EDUCAÇÃO, SOCIEDADE E DEFICIÊNCIA

educação diferente

EDUCAÇÃO, SOCIEDADE E DEFICIÊNCIA

A braços com a Loucura. Ou melhor... Ensaiando

II

O edifício era velho...

Um enorme portão verde separava o colégio do mundo de fora...

Do exterior... Não dava para perceber qual era a sua composição...

Pedro confirmou a morada e tocou o sino... Era esta a única campainha que existia...

De cigarro na mão... Eis que aparece uma senhora loura... Bem parecida e vestida...

- Bom dia! – Cumprimentou... Observando Pedro com atenção... – É o novo professor? – Perguntou... Enquanto abria o enorme portão verde...

- Sim... – Respondeu timidamente… Pensando para consigo… “Afinal... Apenas venho para uma entrevista de trabalho”... Mas enfim... Dispôs-se a alinhar...

- Faça favor... – Disse... Convidando-o a entrar naquele domicílio... – A directora está à sua espera! – Adiantou...

A mulher trazia um vestido azul claro e comprido... Combinação perfeita para com os seus olhos... Sapatos e brincos... Um ar muito fresco e animado para uma quarentona com muito bom aspecto...

- Pouse aqui a mala! – Sugeriu... Apontando com o dedo para um pequeno escritório que se encontrava à esquerda... – Escusa de andar carregado! – Acrescentou sorrindo...

Pedro agradeceu e sorriu também... Correspondendo àquela forma educada e bem disposta de receber...

Os olhos da senhora rejubilavam e ao mesmo tempo admiravam Pedro em todo o seu conjunto...

Estranha recepção... Ou melhor… Diferente… Afinal… Tanta importância e apreço...

- Venha comigo! – Aconselhou... Guiando-o na direcção de umas escadas...

Pelo caminho cruzaram-se com outra funcionária da escola... Trajada de bata e de avental... Talvez trabalhasse na cozinha...
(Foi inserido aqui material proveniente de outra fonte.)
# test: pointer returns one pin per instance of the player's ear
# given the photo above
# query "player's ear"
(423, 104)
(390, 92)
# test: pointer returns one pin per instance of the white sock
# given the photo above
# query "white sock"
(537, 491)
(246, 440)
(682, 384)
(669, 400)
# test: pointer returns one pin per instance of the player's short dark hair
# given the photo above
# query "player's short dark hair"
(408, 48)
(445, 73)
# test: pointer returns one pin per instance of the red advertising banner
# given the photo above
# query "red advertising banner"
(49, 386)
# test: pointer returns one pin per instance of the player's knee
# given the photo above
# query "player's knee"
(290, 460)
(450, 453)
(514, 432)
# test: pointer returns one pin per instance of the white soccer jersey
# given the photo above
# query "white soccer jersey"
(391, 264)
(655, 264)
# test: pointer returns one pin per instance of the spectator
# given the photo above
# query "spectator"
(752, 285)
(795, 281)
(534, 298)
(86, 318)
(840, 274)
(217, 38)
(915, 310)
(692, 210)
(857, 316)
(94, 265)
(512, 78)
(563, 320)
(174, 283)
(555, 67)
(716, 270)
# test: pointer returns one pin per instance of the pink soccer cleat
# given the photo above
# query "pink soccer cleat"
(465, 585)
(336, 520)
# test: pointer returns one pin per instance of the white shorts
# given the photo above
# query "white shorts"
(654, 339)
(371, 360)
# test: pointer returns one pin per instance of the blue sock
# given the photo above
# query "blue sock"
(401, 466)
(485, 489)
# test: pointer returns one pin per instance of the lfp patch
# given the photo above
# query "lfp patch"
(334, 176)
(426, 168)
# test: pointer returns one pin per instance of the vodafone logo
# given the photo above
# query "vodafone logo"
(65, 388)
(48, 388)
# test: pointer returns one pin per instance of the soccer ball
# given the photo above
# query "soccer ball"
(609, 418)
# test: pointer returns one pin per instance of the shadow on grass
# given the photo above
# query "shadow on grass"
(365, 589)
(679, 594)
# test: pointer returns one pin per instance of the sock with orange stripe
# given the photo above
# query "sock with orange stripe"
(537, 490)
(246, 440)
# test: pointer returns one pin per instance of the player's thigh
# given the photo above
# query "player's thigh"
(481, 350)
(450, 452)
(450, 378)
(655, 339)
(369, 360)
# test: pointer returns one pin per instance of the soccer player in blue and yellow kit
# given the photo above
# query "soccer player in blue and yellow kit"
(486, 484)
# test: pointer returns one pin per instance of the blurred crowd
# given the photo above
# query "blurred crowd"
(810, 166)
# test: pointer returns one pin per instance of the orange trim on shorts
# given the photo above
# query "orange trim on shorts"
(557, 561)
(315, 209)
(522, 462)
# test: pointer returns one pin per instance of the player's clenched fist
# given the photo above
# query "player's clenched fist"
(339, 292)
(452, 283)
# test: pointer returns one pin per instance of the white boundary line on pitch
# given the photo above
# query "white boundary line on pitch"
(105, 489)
- Este é o novo professor! – Informou... Apontando para Pedro e tocando-lhe no braço... Revelando alguns sinais de consolo...

A empregada do colégio... Talvez da mesma idade... Contudo... Com menos apresentação... Esboçou um sorriso consonante com o da sua colega... O professor cumprimentou-a e continuou o seu caminho... Seguindo a dita senhora...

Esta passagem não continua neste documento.